寒いっす。昨日からこればっかだけど(苦笑)、事実寒いので。やっぱふぐしまはとうほぐなんだよない。
■雑誌「サラサーテ」の発行人様からご案内をいただきました。同誌最新号では「ウィーン・フィルとその街(ウイーンの響き)」という特集を組んでおられるそうです(→こちらご参照)。バリリや和樹さん(!)へのインタビューなどの他に、ウィーンの「街」を紹介する記事もあるとか。まだ読んでないのでどんな内容かわからんのですが、かなーり興味をそそられますな(^^;。さっそく買ってみましょう。

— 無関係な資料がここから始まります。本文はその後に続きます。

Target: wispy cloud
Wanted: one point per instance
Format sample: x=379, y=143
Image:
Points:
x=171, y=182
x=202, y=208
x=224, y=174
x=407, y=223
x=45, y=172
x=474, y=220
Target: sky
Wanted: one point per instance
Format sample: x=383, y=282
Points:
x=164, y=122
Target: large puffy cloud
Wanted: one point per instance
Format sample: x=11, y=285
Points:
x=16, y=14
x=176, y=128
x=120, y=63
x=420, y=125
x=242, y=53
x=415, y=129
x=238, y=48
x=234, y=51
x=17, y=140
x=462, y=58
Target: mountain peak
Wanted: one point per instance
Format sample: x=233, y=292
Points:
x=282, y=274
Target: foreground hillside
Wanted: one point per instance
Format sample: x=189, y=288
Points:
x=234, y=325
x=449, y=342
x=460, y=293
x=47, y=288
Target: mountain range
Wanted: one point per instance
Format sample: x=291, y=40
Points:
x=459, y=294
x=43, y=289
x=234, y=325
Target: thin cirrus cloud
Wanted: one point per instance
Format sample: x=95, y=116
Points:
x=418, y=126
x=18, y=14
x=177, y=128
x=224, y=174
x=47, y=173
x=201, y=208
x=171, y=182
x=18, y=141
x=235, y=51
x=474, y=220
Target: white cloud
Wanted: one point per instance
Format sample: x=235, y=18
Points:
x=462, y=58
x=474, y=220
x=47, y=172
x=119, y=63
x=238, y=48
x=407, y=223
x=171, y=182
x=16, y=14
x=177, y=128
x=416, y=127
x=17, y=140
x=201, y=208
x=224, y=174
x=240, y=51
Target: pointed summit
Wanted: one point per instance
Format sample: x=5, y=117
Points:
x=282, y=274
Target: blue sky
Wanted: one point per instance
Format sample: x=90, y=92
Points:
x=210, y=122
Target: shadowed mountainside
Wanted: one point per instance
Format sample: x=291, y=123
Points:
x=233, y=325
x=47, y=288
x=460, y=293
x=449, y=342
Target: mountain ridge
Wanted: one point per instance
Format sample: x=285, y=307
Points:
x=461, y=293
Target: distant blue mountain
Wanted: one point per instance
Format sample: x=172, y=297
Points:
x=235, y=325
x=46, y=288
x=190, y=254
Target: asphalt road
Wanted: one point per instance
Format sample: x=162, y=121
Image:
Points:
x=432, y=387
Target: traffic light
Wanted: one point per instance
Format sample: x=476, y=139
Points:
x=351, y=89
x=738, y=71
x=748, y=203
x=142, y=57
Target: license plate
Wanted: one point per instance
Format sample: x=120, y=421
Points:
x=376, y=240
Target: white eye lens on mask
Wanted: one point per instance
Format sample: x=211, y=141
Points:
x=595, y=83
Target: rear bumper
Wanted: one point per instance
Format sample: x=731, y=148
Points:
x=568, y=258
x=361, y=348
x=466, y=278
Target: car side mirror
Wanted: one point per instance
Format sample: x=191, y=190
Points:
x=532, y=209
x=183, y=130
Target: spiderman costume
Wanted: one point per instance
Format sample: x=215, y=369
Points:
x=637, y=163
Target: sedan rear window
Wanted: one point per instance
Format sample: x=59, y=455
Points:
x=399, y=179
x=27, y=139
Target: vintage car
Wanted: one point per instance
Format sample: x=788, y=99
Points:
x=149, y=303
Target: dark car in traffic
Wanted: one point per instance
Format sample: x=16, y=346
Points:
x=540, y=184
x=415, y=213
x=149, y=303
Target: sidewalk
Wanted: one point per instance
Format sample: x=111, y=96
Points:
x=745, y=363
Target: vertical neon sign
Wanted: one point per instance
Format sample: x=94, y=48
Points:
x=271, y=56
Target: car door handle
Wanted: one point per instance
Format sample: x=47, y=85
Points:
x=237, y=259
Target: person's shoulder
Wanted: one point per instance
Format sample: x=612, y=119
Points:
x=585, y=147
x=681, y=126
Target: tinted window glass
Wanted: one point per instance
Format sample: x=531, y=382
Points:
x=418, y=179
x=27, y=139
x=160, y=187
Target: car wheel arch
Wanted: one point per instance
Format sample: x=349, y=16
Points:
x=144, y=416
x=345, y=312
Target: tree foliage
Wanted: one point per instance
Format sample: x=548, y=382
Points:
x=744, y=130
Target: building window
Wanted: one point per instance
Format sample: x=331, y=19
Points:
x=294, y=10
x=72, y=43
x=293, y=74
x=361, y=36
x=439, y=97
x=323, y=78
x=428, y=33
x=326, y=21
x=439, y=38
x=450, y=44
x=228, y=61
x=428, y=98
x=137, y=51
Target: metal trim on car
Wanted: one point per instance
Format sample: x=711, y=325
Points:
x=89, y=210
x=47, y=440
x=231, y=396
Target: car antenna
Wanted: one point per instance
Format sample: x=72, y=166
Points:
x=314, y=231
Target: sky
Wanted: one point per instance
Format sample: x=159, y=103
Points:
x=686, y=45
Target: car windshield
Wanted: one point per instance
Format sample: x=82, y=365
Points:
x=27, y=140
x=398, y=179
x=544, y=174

■その「サラサーテ」誌公式サイトの中に「編集者のブログ」というコーナーがあって、伊藤雨音さんという方がウィーン取材の模様を書いておられる。1日だけ国立歌劇場に行けて、そこでバレエの「ジゼル」を見たとのことなのだけど、そこでのコメントに「オケははっきりと留守番部隊でした。知った顔がほとんどいなひ、、、」との文言が。さっそく貼ってあった写真を拡大表示してみたけど、少々ブレてるからはっきりとはしないものの、これは"正統的留守部隊"ではないのか。確かにトラは多そうだけど、でもそれって、遠征部隊の有無にかかわらない日常的光景だし>特にバレエでは!(^^;。写真を見る限り、管も、2番奏者あたりはトラの可能性高いけど、1番は"留守番首席"のように見える>ホルンはトーマス君が1番かな。あぁ、でも、ラッパとトロンボーンは全部トラ(というか舞台オケの面々)かも。なんかそんな感じがする。少なくともトロンボーンの1番と3番はそうだな。ピヒラーとゲロルディンガーだ、たぶん>でも、このメンツも日常的光景(^^; (12/02)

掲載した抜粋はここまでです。